Sulla questione la sindaca Raggi ha preferito non esprimersi, dice RomaToday, che ricorda però come a protocollare la richiesta, oltre ai dem, ci sia la consigliera grillina Monica Montella

C'è un "caso Segre" anche a Roma. Dopo il sì del Senato, anche in aula Giulio Cesare il Pd ha chiesto l'istituzione di una commissione speciale contro razzismo, antisemitismo e odio, come riferisce Ginevra Nozzoli su RomaToday. "Abbiamo inviato una lettera alla presidente dell’Assemblea capitolina Sara Seccia, firmata da tutti i consiglieri del gruppo comunale", ha spiegato la consigliera dem Giulia Tempesta. "È quanto mai urgente lavorare con tutte le forze politiche al fine di contrastare fenomeni di odio sempre più preoccupanti e sempre più in aumento anche nella nostra città. Auspichiamo che tutte le forze politiche presenti in aula - conclude - si uniscano a questa battaglia di civiltà".

Ma, come già successo al Senato, la destra potrebbe fare muro. "Istituire delle Commissioni che nei fatti funzionerebbero come dei veri e propri komintern non è un gesto finalizzato a garantire la libertà di espressione ma un mero strumento per reprimere opinioni poco gradite o contrarie al pensiero di chi governa", commenta il capogruppo della Lega in Campidoglio Maurizio Politi, attaccando direttamente il suo omologo del Pd Giulio Pelonzi: "Pensasse ai problemi della città, invece di sviare l'attenzione su vicende che hanno solo carattere speculativo".

E il M5s? "Il Campidoglio non è il Parlamento e l'asse Pd-Cinque Stelle non si è mai concretizzata in nessuno modo. I grillini faranno un'eccezione per ragioni etiche più alte, o manterranno quel "mai col Pd" che ancora vige sovrano a palazzo Senatorio?", ricorda Nozzoli.

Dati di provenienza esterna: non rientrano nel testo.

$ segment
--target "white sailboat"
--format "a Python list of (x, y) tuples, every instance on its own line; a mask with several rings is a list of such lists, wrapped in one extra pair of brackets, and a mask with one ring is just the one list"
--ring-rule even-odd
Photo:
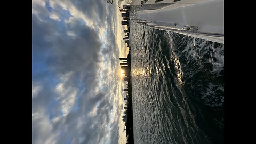
[(133, 22), (224, 43), (223, 0), (126, 0)]

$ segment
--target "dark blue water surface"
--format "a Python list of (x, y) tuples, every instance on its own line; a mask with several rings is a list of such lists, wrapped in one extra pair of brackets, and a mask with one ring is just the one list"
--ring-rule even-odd
[(223, 143), (224, 45), (130, 23), (135, 143)]

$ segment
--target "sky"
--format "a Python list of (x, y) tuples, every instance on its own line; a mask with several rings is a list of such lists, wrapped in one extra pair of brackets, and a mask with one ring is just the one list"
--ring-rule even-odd
[(115, 3), (32, 1), (33, 143), (125, 143)]

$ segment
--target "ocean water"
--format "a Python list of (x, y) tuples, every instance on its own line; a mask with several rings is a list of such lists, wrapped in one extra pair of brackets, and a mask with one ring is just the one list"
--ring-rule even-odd
[(135, 143), (224, 143), (224, 44), (131, 22)]

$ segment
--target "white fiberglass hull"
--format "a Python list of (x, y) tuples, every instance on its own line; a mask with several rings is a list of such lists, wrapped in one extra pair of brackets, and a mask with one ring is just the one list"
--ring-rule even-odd
[[(147, 23), (148, 25), (181, 30), (176, 32), (224, 43), (223, 0), (155, 2), (148, 0), (141, 4), (141, 1), (133, 1), (131, 5), (140, 6), (142, 9), (135, 12), (134, 15), (145, 21), (152, 22)], [(191, 27), (196, 29), (189, 29)]]

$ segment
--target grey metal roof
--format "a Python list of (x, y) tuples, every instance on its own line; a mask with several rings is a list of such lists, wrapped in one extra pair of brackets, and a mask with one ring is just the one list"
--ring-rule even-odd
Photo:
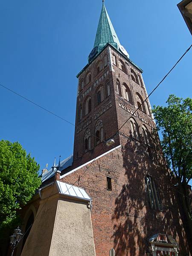
[(57, 180), (56, 184), (58, 192), (61, 194), (86, 201), (91, 201), (91, 198), (83, 189), (58, 180)]
[[(73, 163), (73, 155), (71, 155), (68, 157), (61, 161), (61, 167), (59, 168), (59, 171), (62, 172), (62, 171), (64, 170), (66, 168), (71, 166)], [(55, 167), (57, 167), (58, 166), (58, 165), (56, 165)], [(53, 170), (52, 168), (51, 168), (49, 170), (48, 172), (43, 175), (41, 177), (42, 182), (44, 182), (44, 181), (45, 181), (47, 180), (50, 179), (53, 177), (55, 175), (55, 169)]]

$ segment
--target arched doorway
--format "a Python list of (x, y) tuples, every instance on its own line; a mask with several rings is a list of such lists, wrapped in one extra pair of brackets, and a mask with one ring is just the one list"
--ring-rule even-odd
[(156, 234), (149, 239), (153, 256), (177, 256), (178, 244), (169, 235)]
[(24, 246), (25, 245), (25, 242), (26, 242), (26, 240), (27, 239), (27, 237), (30, 233), (30, 231), (31, 230), (31, 228), (32, 227), (32, 225), (34, 221), (34, 215), (33, 214), (33, 212), (32, 212), (29, 218), (28, 219), (27, 222), (26, 224), (24, 234), (25, 235), (23, 236), (23, 244), (22, 247), (21, 249), (21, 253), (23, 250), (23, 248)]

La sindaca Virginia Raggi, interpellata da RomaToday sulla questione durante il viaggio della Memoria, ha scelto di non commentare, nonostante la solidarietà e vicinanza più volte espressa pubblicamente alla senatrice Segre. Una voce fuori dal coro però già l'abbiamo: tra le 13 firme che accompagnano la richiesta scritta di portare in aula Giulio Cesare la causa, c'è anche quella di Monica Montella, M5s. Ma lei è un'outsider da sempre e non è la prima volta che si posiziona in totale autonomia rispetto al gruppo.